1. http://www.emt-national-training.com
2. http://www.nremtpractice.com

Or is there another resource, I am prepping to that the computer test on Feb 6. I've read my material, looked over various study guides and now I would like to do some work with one of these sites, is one better than the other?

Thanks


----------



## emttiv (Jan 21, 2007)

I am a bit biased here...well ok, a whole lot biased because I developed http://www.emt-national-training.com with the help of two Paramedics and 2 EMT-Is.

The biggest difference in the programs is that ours gives you the rationale behind each of the correct answers. This, in our opinion makes ours a much better study tool.

EMTTIV


----------



## AndiBugg (Jan 21, 2007)

You can use www.EMTB.com if its for your basic, it has a review of every chapter in the AAOS book, and a 70 question practice test. Its not the greatest, but every little bit helps.  Also a lot of people say the test prep books you can get from book stores help a lot, and the NREMT website has a copy of the check-off sheets for the practicals. I couldnt tell you about either of the sites you listed, but good luck on your tests.


----------



## fm_emt (Jan 21, 2007)

I've said this so many times that it should be a sticky.

Google for "DOT EMT curriculum" - the first link should be a PDF file. It's kind of a large file, but very informative. It will definitely help you on some of the more peculiar questions that the NR (written) has.

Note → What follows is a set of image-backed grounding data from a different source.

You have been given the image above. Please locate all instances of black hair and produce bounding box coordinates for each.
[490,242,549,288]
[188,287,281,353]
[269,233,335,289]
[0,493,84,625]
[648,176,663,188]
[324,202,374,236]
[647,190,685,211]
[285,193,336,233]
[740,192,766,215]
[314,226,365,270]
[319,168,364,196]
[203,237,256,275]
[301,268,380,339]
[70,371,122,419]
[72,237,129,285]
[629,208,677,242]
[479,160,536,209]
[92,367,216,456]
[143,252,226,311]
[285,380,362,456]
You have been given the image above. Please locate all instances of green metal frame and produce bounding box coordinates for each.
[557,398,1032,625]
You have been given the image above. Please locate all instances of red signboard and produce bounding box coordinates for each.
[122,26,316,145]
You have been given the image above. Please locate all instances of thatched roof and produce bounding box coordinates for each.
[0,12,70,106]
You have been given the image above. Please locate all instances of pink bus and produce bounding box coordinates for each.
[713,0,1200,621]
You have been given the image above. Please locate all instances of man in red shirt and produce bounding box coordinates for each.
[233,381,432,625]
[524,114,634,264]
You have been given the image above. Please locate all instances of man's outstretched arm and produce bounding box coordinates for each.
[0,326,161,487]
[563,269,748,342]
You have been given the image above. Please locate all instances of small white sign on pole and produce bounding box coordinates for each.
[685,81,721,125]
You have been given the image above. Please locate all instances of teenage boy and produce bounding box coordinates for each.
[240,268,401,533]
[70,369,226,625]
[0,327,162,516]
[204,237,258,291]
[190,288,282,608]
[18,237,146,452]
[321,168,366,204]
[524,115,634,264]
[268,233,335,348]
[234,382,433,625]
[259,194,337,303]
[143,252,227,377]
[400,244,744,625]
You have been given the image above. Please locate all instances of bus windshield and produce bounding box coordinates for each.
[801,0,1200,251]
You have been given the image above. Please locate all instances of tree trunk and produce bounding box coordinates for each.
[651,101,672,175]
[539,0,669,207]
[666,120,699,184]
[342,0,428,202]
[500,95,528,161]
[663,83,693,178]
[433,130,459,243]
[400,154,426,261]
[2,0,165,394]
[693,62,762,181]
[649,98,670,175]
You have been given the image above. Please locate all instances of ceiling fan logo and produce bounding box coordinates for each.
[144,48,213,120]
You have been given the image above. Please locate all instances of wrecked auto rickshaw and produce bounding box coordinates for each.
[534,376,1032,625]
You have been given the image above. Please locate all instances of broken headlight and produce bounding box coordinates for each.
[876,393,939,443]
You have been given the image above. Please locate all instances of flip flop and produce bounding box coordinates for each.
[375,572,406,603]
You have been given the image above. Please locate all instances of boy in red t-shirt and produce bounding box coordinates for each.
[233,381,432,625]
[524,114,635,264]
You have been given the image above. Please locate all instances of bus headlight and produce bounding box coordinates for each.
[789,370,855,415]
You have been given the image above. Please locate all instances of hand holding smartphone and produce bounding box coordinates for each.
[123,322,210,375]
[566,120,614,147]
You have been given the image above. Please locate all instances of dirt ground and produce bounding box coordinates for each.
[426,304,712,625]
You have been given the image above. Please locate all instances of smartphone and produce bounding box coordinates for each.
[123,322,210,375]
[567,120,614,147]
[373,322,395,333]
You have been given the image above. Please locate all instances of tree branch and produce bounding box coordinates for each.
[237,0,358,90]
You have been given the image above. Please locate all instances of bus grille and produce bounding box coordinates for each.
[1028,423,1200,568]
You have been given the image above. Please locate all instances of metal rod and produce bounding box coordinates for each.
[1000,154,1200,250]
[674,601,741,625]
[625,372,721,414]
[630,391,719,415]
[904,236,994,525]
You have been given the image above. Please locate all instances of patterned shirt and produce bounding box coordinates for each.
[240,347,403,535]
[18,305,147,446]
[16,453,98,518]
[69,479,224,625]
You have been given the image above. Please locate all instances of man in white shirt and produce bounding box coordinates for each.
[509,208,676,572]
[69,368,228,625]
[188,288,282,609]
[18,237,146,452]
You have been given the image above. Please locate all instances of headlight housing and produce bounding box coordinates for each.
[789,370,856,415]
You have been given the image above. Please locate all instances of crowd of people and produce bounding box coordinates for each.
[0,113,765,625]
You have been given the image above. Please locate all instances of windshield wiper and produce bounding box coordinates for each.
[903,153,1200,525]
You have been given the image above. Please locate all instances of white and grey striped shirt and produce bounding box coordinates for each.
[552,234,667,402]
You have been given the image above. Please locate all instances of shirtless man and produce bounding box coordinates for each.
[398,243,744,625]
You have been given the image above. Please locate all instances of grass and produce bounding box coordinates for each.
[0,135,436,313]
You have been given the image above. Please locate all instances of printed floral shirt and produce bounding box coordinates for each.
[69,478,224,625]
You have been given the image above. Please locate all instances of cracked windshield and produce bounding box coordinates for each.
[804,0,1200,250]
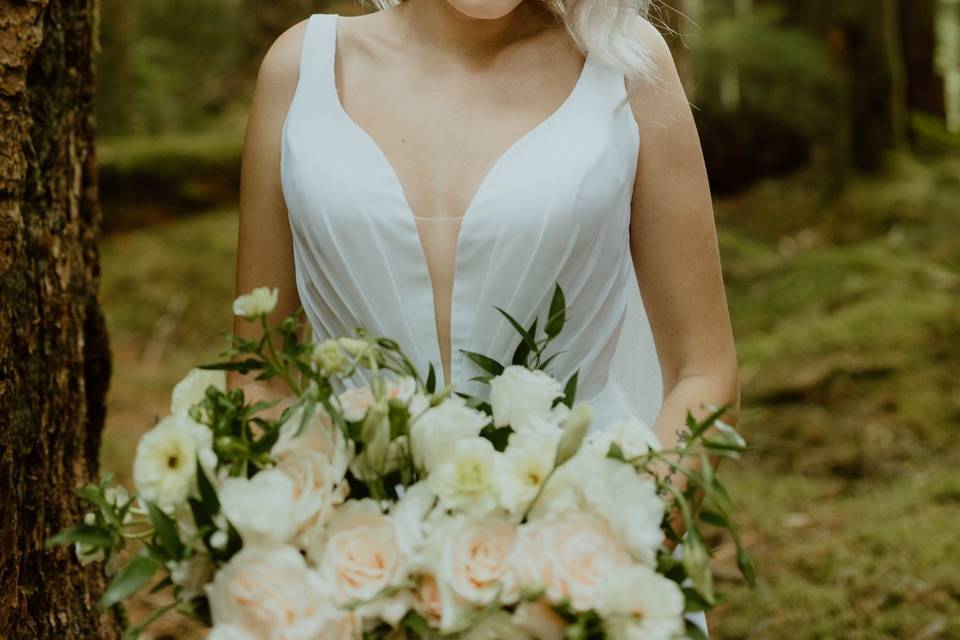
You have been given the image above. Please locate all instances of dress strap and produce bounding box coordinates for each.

You're on your own for the practicals. ;-)


----------



## slawson (Jan 23, 2007)

*my results...*



mreid99 said:


> I was curious to see who would recommend either of these sites for a study aid
> 
> 1. http://www.emt-national-training.com
> 2. http://www.nremtpractice.com
> ...





i have tried the nremtpractice.com and taken the national registry test. Do not waste your time. The questions that I recieved on nremtpractice.com were no where close to the style, language or even content that was on the test. No recommendation from me.

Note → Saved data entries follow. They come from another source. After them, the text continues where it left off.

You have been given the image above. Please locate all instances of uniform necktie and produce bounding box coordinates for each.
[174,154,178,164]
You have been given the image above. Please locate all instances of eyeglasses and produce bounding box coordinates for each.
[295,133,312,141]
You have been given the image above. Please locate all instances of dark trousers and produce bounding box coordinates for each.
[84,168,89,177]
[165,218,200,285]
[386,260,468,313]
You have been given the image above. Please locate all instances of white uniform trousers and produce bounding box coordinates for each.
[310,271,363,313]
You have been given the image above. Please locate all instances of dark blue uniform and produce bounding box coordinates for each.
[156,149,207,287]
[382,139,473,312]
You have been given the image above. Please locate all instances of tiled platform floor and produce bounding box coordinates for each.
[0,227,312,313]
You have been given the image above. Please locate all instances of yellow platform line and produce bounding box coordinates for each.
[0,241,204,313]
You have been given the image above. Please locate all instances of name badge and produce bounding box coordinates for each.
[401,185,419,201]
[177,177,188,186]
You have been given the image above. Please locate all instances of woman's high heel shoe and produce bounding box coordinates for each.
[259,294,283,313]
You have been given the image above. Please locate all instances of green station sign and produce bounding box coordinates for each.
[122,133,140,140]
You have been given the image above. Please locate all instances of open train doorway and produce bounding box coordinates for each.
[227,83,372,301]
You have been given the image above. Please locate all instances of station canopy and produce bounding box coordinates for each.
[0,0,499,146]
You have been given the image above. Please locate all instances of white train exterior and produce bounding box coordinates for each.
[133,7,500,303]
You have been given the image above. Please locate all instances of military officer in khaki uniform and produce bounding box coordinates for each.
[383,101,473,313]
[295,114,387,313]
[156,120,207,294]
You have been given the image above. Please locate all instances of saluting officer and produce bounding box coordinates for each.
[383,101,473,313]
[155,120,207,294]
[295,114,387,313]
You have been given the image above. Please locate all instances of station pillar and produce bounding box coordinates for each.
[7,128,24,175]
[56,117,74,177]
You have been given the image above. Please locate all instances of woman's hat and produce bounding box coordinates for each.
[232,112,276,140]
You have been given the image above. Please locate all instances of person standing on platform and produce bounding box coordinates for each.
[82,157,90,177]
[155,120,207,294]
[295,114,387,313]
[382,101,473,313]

I can not speak about the other site.

i'll try to post some study questions up for you when I get a chance. i have had about 8 hours of sleep for the last 3 days. its time to hit the hay for me.


----------



## smacphee (Jan 23, 2007)

AndiBugg said:


> You can use www.EMTB.com if its for your basic, it has a review of every chapter in the AAOS book, and a 70 question practice test. Its not the greatest, but every little bit helps.  Also a lot of people say the test prep books you can get from book stores help a lot, and the NREMT website has a copy of the check-off sheets for the practicals. I couldnt tell you about either of the sites you listed, but good luck on your tests.



I agree with you on the AAOS book, it has similar layouts of the questions but I didn't really find anything to help in terms of material.


----------